Bull Pennant Pattern: Tight Coil After a Rally

The bull pennant pattern is a small symmetric triangle that forms after a sharp rally and usually resolves with another leg higher. It shares the same setup as a bull flag, but the consolidation geometry is different. Instead of a parallel channel, you get two converging trendlines that meet at a point on the right.

Key Takeaways

  • A bull pennant pairs a steep flagpole with a small symmetric triangle that compresses price into a narrow apex.
  • Bulkowski classifies pennants as short patterns of roughly three weeks or less, longer formations are treated as full triangles.
  • The most common mistake is entering inside the coil before a confirmed close above the upper trendline.
  • The measure rule projects the flagpole height from the breakout, the same way the bull flag is measured.

Key Takeaways

  • A bull pennant pairs a steep flagpole with a small symmetric triangle that compresses price into a narrow apex.
  • Bulkowski classifies pennants as short patterns of roughly three weeks or less, longer formations are treated as full triangles.
  • The most common mistake is entering inside the coil before a confirmed close above the upper trendline.
  • The measure rule projects the flagpole height from the breakout, the same way the bull flag is measured.

What It Is

A bull pennant has two parts. The flagpole is a near vertical price advance, usually a 20% move or more, that establishes the trend. The pennant is the consolidation that follows, drawn as two converging trendlines, a lower line connecting higher lows and an upper line connecting lower highs.

The figure looks like a small triangular flag attached to the pole. Without the pole, the same shape is just a normal symmetric triangle.

The Intuition

After a sharp rally, traders disagree about the next move. Profit takers sell into rallies, while late buyers chase dips.
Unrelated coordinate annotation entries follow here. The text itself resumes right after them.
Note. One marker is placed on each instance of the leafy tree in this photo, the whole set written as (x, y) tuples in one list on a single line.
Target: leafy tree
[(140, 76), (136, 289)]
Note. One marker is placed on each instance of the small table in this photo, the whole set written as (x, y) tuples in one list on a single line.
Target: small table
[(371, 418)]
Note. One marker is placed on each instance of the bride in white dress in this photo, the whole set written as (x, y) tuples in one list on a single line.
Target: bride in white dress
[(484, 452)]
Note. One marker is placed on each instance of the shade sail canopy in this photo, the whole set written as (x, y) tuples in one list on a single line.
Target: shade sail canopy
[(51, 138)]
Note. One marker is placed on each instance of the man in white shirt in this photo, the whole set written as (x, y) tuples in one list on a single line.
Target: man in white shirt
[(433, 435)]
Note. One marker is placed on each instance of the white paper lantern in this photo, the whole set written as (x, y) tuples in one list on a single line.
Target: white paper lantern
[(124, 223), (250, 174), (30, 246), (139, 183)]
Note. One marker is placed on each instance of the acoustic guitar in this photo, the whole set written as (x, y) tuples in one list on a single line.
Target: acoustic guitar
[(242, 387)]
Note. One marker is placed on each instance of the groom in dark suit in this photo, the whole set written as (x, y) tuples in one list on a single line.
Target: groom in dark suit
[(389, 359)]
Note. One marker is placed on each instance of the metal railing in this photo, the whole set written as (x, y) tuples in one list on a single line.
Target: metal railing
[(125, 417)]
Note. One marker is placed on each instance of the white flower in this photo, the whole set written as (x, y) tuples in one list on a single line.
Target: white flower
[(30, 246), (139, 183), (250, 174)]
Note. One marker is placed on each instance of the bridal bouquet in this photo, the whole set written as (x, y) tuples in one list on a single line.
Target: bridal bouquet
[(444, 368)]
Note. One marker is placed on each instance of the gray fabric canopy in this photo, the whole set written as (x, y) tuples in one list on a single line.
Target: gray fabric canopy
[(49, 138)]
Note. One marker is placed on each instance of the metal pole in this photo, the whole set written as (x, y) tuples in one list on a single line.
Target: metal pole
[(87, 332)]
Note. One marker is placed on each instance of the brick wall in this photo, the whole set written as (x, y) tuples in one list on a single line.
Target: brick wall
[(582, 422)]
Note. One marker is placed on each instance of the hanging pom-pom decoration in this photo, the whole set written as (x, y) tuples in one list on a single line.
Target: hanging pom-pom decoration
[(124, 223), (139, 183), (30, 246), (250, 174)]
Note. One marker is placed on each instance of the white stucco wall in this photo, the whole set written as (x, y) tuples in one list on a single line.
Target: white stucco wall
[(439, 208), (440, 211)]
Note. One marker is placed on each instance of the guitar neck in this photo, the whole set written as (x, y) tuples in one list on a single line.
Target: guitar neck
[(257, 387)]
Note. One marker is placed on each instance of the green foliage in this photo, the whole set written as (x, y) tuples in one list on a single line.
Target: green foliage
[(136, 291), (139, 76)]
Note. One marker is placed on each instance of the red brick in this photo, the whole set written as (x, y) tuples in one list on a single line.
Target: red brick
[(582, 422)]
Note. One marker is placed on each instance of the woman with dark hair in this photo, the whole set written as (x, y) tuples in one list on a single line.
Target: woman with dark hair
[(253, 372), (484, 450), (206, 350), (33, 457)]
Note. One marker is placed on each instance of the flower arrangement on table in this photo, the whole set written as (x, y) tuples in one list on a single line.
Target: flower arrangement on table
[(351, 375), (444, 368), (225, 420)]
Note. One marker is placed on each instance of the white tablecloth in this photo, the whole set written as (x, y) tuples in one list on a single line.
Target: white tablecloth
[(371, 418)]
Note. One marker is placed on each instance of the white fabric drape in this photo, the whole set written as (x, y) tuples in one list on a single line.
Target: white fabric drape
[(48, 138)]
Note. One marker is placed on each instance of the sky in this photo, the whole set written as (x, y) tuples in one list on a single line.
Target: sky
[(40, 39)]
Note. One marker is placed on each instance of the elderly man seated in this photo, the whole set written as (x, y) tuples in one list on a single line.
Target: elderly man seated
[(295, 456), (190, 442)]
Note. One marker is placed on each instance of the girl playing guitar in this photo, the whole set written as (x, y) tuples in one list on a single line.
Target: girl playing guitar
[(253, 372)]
Each side becomes less aggressive over time, so the trading range narrows from both sides at once. Volume falls as the indecision compresses, then snaps back when the dominant trend reasserts itself.

A pennant tells you that the underlying buyers never really left, they were just waiting through a brief stalemate. The tightness of the coil is a tell that the trend is still intact.

How It Works

A textbook bull pennant has these features. The flagpole runs nearly vertically over a few days to two weeks. The pennant lasts no more than three weeks and is built from at least two lower highs and two higher lows. Volume drops sharply through the consolidation. Bulkowski notes that pennants show the strongest volume contraction of any flag or pennant variant.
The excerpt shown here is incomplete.